The strategy has garnered support, most recently from the FSB in a paper published last month. While flawed, it has one potentially redeeming quality: it might avoid the commencement of multiple, competing insolvency proceedings, as occurred in Lehman. A similar strategy was adopted in Texaco's Chapter 11 case. In that case, sufficient time was allotted before the Chapter 11 filing so that assets and cash could be transferred to foreign subsidiaries all over the world, enabling them to operate independently of the parent. This way, only the parent and two financing subsidiaries went into Chapter 11.
One problem with this strategy is that often, it is not the holding company, but rather, one or more of its operating subsidiaries that are the most distressed. A single subsidiary, harboring a single London Whale, may threaten to sink the entire institution. For example, AIG Financial Products Corp., a subsidiary of AIG, incurred enormous CDS losses during 2008 and nearly brought the enterprise to its knees. Borrowings from the Treasury by such subsidiaries might mount to hundreds of billions of dollars.

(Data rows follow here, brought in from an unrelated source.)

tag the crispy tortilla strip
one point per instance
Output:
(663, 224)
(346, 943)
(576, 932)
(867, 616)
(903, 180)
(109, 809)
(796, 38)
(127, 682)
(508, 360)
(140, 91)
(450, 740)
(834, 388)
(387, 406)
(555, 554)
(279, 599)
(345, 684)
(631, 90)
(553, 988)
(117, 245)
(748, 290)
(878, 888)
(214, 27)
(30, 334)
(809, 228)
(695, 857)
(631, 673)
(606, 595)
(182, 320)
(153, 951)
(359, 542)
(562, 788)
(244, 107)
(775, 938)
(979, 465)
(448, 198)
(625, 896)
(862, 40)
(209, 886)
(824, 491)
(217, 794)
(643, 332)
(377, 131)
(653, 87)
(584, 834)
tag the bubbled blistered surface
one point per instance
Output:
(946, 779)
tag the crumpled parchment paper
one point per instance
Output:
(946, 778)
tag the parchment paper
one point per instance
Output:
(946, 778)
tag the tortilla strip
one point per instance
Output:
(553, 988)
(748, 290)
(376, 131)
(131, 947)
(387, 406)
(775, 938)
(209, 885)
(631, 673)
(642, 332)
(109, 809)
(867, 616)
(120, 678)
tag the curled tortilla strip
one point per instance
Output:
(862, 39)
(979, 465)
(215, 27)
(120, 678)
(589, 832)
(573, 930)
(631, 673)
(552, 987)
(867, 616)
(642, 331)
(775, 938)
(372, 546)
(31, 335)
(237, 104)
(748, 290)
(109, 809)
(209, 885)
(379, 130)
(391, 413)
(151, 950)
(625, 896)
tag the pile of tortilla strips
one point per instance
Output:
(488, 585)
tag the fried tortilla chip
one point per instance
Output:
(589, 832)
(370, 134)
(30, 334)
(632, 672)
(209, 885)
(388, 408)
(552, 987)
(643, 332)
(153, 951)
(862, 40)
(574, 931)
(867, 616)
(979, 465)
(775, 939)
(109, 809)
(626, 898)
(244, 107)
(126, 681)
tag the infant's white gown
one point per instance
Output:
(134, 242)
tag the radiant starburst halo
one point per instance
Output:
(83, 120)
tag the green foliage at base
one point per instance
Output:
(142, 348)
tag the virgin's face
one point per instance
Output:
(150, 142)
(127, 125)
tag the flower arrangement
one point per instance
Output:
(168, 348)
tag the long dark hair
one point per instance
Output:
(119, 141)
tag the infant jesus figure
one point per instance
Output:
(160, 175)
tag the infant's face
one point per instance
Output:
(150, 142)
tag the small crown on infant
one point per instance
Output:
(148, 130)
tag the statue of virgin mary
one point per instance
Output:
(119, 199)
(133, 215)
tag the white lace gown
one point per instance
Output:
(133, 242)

Such intercompany lending to foreign affiliates raises several problems. Will host-country regulators keep these foreign entities out of receivership or liquidation? If not, will the FDIC's loans to these subsidiaries become mere claims in the liquidation, recovering pennies on the dollar? Will they recover anything at all? Possibly not in some jurisdictions. In Germany, for example, pre-insolvency loans from the parent are statutorily subordinated to the claims of other general unsecured creditors.
Because of such risks, the bankruptcy court overseeing Lehman's Chapter 11 cases placed certain restrictions on the holding company's ability to lend to its subsidiaries. Lehman had to use commercially reasonable efforts to obtain a note accruing interest at a market rate, secured by a valid, perfected lien against tangible adequate property.
What if the same were required of the FDIC? Such a requirement might encourage the FDIC and foreign regulators to agree to a framework for cross-border cooperation in the context of a potential SPOE receivership.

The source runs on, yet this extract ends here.